[Date Prev][Date Next][Thread Prev][Thread Next][Date Index][Thread Index]

[Condor-users] Segfault during basic use of standalone checkpointing



Hi, I'm new to condor. I just installed condor 7.4.4 on Centos 5.5,
and I'm trying to try out standalone checkpointing for the first time.
Unfortunately, I'm getting a segmentation fault when I try to restart
a program using a checkpoint file.

I've been following the instructions in section 4.2.1 of the manual
(http://www.cs.wisc.edu/condor/manual/v6.4/4_2Condor_s_Checkpoint.html).
Details are below:

I have a program called toy.c:

$ condor_compile gcc -o toy toy.c
LINKING FOR CONDOR ......(some more output).....

$ ./toy
...(TOY PROGRAM OUTPUT)....

(control-Z)
...(PROGRAM STOPS)...

$ ./toy -_condor_restart ./toy.ckpt.tmp
Condor: Notice: Will restart from ./toy.ckpt.tmp
Segmentation fault


My eventual goal is to use condor for transparent checkpointing of
jobs using SGE (Sun Grid Engine).
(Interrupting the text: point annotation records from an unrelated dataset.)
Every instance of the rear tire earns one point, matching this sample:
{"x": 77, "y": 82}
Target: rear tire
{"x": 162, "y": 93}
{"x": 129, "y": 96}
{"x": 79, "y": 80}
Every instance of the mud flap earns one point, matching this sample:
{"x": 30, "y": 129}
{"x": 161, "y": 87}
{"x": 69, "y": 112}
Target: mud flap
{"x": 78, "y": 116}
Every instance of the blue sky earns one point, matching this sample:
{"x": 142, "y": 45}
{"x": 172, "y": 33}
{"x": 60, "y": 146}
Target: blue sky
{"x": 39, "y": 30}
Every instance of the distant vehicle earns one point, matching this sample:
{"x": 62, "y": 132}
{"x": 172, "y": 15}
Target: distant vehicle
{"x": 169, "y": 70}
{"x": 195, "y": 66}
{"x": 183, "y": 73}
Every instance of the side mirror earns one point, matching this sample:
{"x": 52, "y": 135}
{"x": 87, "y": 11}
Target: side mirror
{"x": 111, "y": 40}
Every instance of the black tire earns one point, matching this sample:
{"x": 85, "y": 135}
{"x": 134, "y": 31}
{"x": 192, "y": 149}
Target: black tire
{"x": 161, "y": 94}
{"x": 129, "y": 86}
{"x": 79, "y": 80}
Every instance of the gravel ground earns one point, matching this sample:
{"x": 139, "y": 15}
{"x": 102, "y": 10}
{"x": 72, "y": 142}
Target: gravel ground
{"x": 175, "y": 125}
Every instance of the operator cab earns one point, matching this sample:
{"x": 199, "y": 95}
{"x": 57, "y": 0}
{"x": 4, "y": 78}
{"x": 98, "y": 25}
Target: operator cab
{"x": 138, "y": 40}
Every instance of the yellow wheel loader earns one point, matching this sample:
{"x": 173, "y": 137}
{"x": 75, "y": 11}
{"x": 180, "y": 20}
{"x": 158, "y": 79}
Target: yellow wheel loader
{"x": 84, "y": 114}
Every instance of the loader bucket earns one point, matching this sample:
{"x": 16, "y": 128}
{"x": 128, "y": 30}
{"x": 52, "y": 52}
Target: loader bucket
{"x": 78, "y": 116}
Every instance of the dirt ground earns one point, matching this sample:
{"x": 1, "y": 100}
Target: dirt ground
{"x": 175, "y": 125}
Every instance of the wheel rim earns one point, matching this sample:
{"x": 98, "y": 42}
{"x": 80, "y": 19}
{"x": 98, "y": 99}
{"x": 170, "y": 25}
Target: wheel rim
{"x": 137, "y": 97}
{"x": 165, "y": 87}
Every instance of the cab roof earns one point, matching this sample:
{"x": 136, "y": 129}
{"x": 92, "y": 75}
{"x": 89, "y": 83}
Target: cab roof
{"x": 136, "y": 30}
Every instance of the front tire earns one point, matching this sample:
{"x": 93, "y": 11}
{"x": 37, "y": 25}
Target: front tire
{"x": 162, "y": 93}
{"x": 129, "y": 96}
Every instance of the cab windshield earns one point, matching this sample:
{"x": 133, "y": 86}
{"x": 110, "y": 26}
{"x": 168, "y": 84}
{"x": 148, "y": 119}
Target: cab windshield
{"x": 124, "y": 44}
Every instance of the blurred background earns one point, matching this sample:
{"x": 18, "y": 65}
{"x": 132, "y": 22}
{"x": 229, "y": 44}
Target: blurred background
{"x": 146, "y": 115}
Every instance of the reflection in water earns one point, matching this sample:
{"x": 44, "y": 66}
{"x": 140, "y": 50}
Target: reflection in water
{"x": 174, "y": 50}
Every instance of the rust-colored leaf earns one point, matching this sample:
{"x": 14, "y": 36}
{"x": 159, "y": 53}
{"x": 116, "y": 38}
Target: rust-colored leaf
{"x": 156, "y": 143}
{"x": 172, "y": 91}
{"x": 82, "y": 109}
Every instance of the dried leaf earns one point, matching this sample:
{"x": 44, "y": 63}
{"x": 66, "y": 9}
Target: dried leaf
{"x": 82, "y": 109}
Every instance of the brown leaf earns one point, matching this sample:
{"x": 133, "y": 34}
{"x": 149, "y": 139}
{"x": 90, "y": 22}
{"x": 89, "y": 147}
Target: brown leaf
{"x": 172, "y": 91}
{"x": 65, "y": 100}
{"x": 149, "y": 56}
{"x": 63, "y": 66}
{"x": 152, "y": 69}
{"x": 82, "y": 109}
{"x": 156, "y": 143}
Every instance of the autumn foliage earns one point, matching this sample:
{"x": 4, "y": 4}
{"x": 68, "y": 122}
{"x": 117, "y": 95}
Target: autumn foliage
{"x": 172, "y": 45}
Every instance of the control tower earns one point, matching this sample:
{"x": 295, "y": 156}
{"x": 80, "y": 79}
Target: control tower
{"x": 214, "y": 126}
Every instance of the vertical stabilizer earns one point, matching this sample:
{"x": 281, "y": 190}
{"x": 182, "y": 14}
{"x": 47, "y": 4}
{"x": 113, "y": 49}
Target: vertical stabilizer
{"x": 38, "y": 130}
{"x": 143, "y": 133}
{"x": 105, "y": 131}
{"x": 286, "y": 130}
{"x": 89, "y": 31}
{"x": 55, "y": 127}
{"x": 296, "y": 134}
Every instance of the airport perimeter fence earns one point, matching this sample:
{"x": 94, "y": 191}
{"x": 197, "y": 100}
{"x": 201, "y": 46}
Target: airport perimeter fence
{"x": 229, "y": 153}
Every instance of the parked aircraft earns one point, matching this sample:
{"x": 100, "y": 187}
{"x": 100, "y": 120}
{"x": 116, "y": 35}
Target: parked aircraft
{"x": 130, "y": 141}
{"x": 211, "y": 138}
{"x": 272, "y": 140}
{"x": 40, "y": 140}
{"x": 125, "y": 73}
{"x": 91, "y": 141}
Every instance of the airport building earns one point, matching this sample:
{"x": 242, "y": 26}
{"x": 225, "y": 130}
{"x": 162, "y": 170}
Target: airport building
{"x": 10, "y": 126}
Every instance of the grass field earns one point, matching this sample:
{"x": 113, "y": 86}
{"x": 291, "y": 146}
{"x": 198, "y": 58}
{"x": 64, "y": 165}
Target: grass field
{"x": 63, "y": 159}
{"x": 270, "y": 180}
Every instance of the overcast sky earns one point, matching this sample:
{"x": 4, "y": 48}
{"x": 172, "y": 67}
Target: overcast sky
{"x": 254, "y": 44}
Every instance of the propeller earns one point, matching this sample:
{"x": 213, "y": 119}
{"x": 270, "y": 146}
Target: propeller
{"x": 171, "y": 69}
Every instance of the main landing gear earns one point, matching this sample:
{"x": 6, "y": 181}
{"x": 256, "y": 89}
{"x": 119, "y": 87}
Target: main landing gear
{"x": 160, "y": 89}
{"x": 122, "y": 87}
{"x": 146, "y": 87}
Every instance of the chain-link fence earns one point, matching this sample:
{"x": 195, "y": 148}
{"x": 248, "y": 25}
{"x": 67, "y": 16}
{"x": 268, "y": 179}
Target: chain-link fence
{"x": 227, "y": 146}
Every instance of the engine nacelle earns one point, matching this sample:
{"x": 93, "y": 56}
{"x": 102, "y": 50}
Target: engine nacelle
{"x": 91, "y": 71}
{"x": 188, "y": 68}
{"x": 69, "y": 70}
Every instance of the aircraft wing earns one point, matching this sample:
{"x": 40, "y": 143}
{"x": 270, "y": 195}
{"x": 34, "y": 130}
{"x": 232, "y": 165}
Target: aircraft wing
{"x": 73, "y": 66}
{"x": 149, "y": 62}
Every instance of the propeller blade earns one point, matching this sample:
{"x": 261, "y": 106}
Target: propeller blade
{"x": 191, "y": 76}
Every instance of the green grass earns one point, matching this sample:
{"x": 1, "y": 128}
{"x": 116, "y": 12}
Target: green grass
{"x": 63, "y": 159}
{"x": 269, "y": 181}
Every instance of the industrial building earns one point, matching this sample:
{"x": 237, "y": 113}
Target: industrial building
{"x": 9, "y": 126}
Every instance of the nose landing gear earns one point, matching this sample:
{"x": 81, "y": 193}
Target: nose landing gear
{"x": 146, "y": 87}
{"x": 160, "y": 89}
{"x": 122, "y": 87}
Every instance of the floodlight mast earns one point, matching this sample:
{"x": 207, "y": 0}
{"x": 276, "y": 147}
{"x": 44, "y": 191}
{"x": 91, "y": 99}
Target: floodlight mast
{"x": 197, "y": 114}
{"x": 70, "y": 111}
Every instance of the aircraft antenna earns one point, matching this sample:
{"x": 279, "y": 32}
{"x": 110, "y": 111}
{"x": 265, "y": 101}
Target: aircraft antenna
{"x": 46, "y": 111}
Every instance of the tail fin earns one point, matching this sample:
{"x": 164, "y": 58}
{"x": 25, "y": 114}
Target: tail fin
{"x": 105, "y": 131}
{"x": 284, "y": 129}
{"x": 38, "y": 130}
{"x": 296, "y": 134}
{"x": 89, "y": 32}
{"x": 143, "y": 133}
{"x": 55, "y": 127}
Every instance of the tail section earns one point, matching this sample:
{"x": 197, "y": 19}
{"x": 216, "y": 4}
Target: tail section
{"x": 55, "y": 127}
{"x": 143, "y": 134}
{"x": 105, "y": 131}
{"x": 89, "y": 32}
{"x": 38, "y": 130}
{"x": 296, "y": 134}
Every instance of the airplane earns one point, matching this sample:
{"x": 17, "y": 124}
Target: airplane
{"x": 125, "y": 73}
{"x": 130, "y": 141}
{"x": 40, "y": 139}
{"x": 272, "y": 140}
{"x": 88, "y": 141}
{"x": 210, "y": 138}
But at the moment I can't even get
this toy standalone example to work. (For reference, the source for
toy.c is below)

If anyone has any tips or pointers, or links to good tutorials on the
use of standalone checkpointing, I'd be much obliged.

Thanks,
Lane


//toy.c
#include <stdio.h>

int main(int argc, char **argv) {

   int i;
   int n;

   n=1024*1024*1024;

   for (i=0; i<n; i+=1) {
      printf("We calculated: %d^2=%d\n", i, i*i);
   }

   return 0;
}